Chemists (and biologists) tend to prefer to use molar concentration rather than number of molecules. To convert the number of molecules to the number of moles we have to divide by Avogadro's number, NA. The number of moles per cubic centimeter is called the molar concentration and is typically written c. We therefore have

$$c_{water} = n_{water} / N_A  \quad \mathrm{or} \quad n_{water} = N_A c_{water}$$

so

$$p_{water}  = n_{water}(Hk_BT)  = c_{water}(HN_Ak_BT)$$

Note that changing from number density ($n$) to molar density ($c$) just changes $k_B$ into $k_BN_A = R$, the familiar gas constant from chemistry. The combination $HRT$ is referred to as Henry's constant, $k_H$.

The final result typically quoted in chemistry is

$$p_{water}  = k_H c_{water}$$

that is, what we define to be the partial pressure of oxygen in water is proportional to the molar concentration of oxygen in water. This is called Henry's law. Of course this is easily generalized to any liquid and any dissolved gas. Note also that although it's called "Henry's constant", it actually depends on what dissolved gas we are talking about, the temperature, and the properties of the liquid. This is not easily calculated. It has to be looked up in a table obtained from measured values.
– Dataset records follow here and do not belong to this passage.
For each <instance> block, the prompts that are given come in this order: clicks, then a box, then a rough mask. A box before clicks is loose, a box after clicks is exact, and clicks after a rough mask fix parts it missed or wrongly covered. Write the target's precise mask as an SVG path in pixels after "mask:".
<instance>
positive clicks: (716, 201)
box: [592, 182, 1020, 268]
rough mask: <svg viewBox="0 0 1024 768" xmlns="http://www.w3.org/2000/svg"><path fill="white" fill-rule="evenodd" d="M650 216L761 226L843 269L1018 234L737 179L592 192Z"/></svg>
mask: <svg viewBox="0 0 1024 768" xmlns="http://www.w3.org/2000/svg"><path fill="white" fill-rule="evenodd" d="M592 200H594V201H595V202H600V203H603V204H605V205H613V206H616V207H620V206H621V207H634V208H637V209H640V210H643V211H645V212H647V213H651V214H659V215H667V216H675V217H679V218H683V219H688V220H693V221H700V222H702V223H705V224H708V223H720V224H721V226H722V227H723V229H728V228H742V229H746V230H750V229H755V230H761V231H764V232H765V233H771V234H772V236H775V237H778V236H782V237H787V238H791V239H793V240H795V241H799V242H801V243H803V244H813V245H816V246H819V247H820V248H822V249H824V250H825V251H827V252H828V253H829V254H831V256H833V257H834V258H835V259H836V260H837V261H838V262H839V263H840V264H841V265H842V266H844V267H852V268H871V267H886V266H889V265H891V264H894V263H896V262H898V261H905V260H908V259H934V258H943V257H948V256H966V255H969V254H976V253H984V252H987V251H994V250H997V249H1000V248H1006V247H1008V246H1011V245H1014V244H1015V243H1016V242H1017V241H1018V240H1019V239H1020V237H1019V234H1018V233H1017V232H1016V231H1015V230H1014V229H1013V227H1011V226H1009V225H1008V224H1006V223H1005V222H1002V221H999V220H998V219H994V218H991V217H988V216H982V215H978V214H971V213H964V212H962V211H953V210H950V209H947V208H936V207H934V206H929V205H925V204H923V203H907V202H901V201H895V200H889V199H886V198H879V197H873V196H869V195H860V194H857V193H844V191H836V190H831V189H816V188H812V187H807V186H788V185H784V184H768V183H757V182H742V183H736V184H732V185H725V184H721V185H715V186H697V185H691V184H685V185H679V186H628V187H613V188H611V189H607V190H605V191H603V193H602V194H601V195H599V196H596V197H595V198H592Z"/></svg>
The discussion of Henry's law and the Henry constant is somewhat confused by the fact that different communities measure pressure in different units and different communities measure concentrations in different units. As a result, there are lots of different values for a single "Henry constant." Although the (unitless) constant "$H$" we defined above is not commonly used, the relation $n_{air} = Hn_{water}$ is probably a good way to think about what Henry's law is telling you.

While the "concentration" meaning of partial pressure is the primary biological consideration for dissolved gases, there are contexts in which the "leads to a force" meaning of partial pressure also can have biological implications. 

Image courtesy of Payal Razdan.

When divers descend deep below the water the pressure of the gases they are inhaling has to be increased to match the increased pressure from the water. As a result the concentration of dissolved gases in the blood (particularly nitrogen) can become much higher than those concentrations that are in equilibrium with air at normal pressure. If the pressure is not dropped slowly so that the nitrogen in the blood can be expressed to the air through the lungs, bubbles of nitrogen can form in the blood. 

Now, partial pressure is not just concentration! Inside a gas bubble, the pressure of the gas exerts forces on the walls of the bubble and, as the bubble expands, on the walls of the blood vessels, doing physical damage ("the bends")!